Impact: Improved first-action accuracy from 33% to 100%!

Documentation

  • Quick Start: QUICK_REFERENCE.md - One-page overview
  • Complete Guide: SYNTHETIC_DEMOS_EXPLAINED.md - Full explanation
  • Examples: DEMO_EXAMPLES_SHOWCASE.md - 5 diverse demo examples
  • Master Index: SYNTHETIC_DEMO_INDEX.md - Central navigation hub

Features

  • Beautiful dark theme matching OpenAdapt style
  • Domain filtering (All, Notepad, Paint, Clock, Browser, File Explorer, Office)
  • Task selector with estimated step counts
  • Dual-panel display: demo content + prompt usage
  • Side-by-side impact comparison (with vs without demos)
  • Complete action types reference
  • Fully self-contained (no external dependencies)
  • Works offline

See SYNTHETIC_DEMO_INDEX.md for complete documentation.


Screenshots

Full Viewer Interface

The viewer provides a complete interface for exploring captured GUI interactions with playback controls, timeline navigation, event details, and real-time audio transcript.

Turn off Night Shift - Full Viewer Interactive viewer showing the "Turn off Night Shift" workflow with screenshot display (center), event list (right sidebar top), and audio transcript (right sidebar bottom)

Playback Controls

Step through captures with playback controls, timeline scrubbing, and keyboard shortcuts (Space to play/pause, arrow keys to navigate).

Playback Controls Timeline and playback controls with overlay toggle, plus event details and synchronized transcript panel

Event List, Details, and Transcript

Browse all captured events with detailed information about each action.

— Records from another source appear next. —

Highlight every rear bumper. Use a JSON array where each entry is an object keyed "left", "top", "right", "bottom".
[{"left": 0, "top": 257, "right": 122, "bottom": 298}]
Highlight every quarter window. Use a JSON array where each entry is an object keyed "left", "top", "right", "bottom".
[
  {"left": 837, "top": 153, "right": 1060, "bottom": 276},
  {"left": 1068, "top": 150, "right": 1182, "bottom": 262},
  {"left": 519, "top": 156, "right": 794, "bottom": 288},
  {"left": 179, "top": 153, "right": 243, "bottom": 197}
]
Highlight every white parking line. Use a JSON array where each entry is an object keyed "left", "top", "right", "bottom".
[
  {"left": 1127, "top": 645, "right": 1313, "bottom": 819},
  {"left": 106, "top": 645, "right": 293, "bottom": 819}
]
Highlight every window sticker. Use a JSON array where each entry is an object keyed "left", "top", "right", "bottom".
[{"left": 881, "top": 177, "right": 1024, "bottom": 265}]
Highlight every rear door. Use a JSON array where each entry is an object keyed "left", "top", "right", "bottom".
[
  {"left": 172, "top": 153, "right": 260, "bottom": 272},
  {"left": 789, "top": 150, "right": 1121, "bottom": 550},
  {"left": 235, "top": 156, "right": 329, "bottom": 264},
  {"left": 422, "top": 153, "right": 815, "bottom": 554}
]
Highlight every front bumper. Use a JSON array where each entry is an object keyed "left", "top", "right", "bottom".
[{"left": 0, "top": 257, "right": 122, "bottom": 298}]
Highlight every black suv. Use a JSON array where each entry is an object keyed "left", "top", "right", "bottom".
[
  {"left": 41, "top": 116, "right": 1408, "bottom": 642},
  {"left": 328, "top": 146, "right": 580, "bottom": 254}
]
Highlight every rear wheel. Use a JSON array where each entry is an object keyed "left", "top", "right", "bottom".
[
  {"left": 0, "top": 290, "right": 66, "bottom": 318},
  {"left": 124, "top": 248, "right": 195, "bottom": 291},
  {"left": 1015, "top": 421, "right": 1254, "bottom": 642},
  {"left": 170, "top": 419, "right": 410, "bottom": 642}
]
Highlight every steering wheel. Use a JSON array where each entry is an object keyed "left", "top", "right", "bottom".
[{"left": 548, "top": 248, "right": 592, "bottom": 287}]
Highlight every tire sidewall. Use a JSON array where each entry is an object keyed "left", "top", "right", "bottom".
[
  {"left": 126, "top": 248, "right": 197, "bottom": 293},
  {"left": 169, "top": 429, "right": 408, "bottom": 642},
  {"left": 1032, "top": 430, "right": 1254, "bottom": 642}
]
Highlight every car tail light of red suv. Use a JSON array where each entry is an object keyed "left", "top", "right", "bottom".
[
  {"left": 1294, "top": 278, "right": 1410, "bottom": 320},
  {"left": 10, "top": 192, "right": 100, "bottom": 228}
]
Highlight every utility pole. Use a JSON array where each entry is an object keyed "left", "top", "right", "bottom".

The transcript panel displays timestamped audio transcription that syncs with playback, showing exactly what was said at each moment in the recording.

Event List Event list sidebar showing captured actions with timing and type information, plus live audio transcript with timestamps

Demo Workflow

Demo Workflow Example demo workflow viewer

Examples

Run the examples to see how different OpenAdapt packages can use the component library:

# Benchmark results (openadapt-evals)
python -m openadapt_viewer.examples.benchmark_example

# Training dashboard (openadapt-ml)
python -m openadapt_viewer.examples.training_example

# Capture playback (openadapt-capture)
python -m openadapt_viewer.examples.capture_example

# Retrieval results (openadapt-retrieval)
python -m openadapt_viewer.examples.retrieval_example

Generating Screenshots

To regenerate the README screenshots:

# Install playwright (one-time setup)
uv pip install "openadapt-viewer[screenshots]"
uv run playwright install chromium

# Install openadapt-capture (required)
cd ../openadapt-capture
uv pip install -e .
cd ../openadapt-viewer

# Generate screenshots
uv run python scripts/generate_readme_screenshots.py

# Or with custom options
uv run python scripts/generate_readme_screenshots.py \
  --capture-dir /path/to/openadapt-capture \
  --output-dir docs/images \
  --max-events 50

The script will:

  1. Load captures from openadapt-capture (turn-off-nightshift and demo_new)
  2. Generate interactive HTML viewers
  3. Take screenshots using Playwright
  4. Save screenshots to docs/images/

Development

# Clone and install
git clone https://github.com/OpenAdaptAI/openadapt-viewer.git
cd openadapt-viewer
uv sync --all-extras

# Run tests
uv run pytest tests/ -v

# Run linter
uv run ruff check .

Integration

Used by other OpenAdapt packages:

  • openadapt-ml: Training dashboards and model comparison
  • openadapt-evals: Benchmark result visualization
  • openadapt-capture: Capture recording playback
  • openadapt-retrieval: Demo search result display

Documentation

License

MIT License - see LICENSE file for details.